The Windrush survivor has declined the Home Office’s compensation offer which amounts to around £90,000.
Last summer, Mr Bryan accepted an interim payment of £30,000 which was offered just before Sitting in Limbo was broadcast last year.
From this most recent offer, the government would deduct from that amount leaving him with £60,000.
“It was a very insulting offer; that’s what the Home Office thinks that I am worth after everything I’ve gone through,” he said.
What’s more, Mr Bryan said the government has not factored in his post traumatic stress disorder (PTSD) diagnosis which came as a result of his immigration ordeal.
Mr Bryan is experiencing additional health challenges including a recent diagnosis of chronic obstructive pulmonary disease (COPD) which means he hasn’t been able to work since last February and is sometimes unable to even venture outside on his own.
“I’m supposed to be able to move on by now but this process keeps dragging on and on,” he said.
“If I didn’t have the support of my missus and my son, I would’ve been deported to Jamaica because I didn’t have the strength to fight this on my own.”
Mr Bryan’s case was one of many highlighted when it emerged members of the Windrush generation were being deported, detained, denied healthcare, work and housing despite having a legal right to be in the UK.
Having arrived as children, many assumed their citizenship was secured automatically and have struggled to prove their right to residence under tough conditions in the so-called hostile environment created under Theresa May when she was home secretary.
Windrush campaigner Patrick Vernon told The Independent: “The recent National Audit Office report now makes the case that the compensation scheme needs to be removed from the Home Office.

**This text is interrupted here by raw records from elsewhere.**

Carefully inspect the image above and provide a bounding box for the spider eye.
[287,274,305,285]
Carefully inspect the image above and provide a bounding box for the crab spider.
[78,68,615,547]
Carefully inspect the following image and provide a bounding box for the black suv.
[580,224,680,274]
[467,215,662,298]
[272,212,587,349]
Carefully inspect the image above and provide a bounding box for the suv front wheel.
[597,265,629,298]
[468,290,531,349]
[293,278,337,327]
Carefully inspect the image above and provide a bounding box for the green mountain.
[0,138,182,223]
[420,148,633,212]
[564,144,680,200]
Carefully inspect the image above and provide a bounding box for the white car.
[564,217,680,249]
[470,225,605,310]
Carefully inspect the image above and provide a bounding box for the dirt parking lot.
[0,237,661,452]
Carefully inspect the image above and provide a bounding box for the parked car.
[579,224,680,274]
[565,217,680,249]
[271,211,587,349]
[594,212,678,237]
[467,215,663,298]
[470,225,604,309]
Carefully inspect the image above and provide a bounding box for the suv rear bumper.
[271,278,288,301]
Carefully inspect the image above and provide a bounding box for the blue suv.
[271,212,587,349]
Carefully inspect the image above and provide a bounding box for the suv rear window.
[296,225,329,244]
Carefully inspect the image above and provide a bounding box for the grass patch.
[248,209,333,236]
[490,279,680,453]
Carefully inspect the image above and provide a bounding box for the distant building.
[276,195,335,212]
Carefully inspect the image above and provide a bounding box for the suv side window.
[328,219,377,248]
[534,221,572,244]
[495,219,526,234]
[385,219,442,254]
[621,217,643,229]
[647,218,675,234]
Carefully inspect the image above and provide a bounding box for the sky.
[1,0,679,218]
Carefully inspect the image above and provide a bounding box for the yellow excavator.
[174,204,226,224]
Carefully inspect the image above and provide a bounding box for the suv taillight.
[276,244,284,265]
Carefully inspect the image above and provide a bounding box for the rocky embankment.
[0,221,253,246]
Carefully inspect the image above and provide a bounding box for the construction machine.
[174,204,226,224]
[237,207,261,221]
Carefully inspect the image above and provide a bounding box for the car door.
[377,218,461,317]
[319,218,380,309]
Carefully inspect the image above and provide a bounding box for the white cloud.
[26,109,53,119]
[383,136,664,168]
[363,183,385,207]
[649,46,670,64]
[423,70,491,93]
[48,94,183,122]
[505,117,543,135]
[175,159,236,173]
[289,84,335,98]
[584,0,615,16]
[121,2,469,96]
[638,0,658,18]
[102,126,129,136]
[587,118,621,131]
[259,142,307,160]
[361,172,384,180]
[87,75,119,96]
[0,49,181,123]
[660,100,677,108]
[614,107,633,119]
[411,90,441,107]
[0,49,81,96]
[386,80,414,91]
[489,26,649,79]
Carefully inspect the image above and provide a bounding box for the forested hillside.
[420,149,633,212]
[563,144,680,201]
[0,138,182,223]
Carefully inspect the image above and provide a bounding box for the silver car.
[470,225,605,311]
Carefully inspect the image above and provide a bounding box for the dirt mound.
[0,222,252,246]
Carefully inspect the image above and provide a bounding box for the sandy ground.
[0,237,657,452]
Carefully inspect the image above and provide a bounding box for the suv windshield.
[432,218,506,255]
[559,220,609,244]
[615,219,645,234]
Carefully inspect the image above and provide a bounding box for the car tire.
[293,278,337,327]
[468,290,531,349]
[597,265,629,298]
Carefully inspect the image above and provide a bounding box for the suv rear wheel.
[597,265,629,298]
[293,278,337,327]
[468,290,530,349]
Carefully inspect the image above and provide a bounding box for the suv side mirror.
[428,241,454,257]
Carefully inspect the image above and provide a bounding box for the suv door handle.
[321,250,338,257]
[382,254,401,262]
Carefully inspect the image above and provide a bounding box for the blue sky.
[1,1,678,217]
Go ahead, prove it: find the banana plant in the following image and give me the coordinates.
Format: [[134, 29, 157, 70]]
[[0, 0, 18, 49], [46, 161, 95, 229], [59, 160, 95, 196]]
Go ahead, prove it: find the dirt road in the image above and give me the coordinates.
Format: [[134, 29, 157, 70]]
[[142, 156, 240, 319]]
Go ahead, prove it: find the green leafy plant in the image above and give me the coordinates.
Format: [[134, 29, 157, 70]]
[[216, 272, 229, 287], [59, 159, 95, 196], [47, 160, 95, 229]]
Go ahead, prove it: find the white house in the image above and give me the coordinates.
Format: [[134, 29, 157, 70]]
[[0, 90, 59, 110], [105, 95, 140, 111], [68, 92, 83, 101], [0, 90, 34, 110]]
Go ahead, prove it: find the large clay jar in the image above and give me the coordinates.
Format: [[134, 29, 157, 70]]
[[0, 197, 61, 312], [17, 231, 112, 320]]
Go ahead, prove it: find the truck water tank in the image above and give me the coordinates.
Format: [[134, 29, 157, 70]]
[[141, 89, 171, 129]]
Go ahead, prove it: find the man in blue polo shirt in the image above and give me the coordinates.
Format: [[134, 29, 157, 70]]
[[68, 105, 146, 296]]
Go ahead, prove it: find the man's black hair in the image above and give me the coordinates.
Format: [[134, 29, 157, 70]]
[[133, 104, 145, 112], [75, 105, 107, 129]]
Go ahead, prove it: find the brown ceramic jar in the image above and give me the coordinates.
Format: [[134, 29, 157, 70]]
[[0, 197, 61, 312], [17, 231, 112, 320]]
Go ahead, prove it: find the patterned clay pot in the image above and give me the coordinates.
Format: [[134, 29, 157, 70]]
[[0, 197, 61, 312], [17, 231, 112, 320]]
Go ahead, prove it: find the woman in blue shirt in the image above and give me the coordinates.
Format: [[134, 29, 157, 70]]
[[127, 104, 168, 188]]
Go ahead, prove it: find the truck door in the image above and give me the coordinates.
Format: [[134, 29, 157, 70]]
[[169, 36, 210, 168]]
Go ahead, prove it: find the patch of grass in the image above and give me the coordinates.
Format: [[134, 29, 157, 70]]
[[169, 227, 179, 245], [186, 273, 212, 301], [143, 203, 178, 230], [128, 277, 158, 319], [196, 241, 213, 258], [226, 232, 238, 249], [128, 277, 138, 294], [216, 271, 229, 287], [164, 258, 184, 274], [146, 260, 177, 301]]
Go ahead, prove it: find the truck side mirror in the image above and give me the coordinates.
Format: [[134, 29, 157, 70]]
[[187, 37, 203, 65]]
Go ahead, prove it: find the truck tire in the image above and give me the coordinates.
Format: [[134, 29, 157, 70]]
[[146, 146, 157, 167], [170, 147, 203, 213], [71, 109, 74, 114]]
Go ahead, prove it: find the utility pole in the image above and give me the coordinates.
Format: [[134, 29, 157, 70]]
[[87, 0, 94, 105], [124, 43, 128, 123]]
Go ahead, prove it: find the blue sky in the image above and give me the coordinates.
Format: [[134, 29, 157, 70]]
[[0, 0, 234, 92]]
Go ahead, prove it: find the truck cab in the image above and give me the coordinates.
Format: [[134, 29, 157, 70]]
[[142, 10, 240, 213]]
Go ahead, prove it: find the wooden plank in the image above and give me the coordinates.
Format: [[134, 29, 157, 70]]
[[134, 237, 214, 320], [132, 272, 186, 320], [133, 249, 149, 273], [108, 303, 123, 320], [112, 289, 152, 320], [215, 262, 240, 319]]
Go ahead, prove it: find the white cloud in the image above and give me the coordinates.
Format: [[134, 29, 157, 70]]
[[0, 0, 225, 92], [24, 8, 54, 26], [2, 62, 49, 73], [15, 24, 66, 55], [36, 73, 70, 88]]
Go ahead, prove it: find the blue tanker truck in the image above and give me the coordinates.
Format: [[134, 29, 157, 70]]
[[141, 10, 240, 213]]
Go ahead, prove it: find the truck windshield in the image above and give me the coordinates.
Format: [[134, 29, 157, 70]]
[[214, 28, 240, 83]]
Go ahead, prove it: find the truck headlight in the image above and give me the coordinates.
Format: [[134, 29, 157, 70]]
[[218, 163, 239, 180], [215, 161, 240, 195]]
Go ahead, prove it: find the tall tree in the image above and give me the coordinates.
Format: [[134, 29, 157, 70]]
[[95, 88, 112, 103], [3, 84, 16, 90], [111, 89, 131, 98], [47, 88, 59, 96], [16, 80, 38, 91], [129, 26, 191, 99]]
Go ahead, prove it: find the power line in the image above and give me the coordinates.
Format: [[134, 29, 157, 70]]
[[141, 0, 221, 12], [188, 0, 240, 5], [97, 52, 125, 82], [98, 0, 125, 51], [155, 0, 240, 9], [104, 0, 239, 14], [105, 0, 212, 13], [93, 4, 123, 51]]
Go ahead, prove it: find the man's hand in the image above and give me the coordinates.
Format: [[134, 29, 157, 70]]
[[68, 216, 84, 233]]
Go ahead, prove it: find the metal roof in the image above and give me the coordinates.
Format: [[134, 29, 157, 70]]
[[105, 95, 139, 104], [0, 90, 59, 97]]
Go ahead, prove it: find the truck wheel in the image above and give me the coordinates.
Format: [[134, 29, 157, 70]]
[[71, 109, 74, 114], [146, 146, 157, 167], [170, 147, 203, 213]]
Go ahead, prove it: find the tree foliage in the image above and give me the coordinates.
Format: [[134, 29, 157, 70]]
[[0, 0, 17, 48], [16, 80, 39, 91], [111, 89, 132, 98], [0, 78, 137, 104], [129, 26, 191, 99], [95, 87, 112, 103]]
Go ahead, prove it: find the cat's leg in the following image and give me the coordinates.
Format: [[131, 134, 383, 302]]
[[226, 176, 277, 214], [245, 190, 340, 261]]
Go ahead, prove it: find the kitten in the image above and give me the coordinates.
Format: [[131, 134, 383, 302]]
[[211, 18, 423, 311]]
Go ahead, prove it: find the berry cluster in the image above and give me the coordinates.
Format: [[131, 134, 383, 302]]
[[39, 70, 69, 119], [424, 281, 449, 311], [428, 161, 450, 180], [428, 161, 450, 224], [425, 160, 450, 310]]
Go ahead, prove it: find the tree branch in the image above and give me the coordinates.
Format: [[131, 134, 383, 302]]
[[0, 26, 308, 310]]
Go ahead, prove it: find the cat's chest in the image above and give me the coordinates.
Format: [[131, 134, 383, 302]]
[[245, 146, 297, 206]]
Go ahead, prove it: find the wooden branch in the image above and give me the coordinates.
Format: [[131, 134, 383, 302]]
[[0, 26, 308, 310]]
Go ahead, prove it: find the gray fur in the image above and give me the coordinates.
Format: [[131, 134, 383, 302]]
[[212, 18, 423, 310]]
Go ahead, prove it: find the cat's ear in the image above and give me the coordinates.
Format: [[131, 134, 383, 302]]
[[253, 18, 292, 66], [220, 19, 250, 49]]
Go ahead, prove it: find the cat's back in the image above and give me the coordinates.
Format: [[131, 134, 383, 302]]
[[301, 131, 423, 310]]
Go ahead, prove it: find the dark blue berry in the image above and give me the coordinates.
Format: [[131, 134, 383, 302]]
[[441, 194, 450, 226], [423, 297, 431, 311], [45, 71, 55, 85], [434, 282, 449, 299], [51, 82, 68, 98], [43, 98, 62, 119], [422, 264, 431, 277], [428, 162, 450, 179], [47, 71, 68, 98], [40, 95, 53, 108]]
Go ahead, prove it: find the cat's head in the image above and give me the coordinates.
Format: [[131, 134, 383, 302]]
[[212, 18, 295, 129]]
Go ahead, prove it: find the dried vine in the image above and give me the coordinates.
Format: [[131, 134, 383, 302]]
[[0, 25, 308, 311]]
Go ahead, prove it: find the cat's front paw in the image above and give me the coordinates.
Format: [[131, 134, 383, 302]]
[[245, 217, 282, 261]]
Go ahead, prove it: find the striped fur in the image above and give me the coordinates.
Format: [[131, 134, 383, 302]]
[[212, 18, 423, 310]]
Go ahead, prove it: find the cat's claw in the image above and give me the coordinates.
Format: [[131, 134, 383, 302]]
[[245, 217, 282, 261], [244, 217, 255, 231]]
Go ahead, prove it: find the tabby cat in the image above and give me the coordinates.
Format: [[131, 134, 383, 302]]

“The scheme was not designed in the spirit of restorative justice or ‘righting the wrongs’ caused by the scandal, as the case workers and administration systems are not qualified to deal with complex nature of its financial, emotional and cultural impact because of the hostile environment.
“With the success of Sitting in Limbo, I hope more people will sign my petition which calls for the compensation scheme to be taken away from the government.”
“Twenty-one dead and nothing said,” he added, referring to the number of people affected by the scandal who died before receiving compensation.
It comes as Priti Patel insisted the Windrush compensation scheme has “fundamentally changed” in the last six months.
She told the House of Commons on Monday that, since an overhaul in December, the Home Office has paid out six times more than the previous total.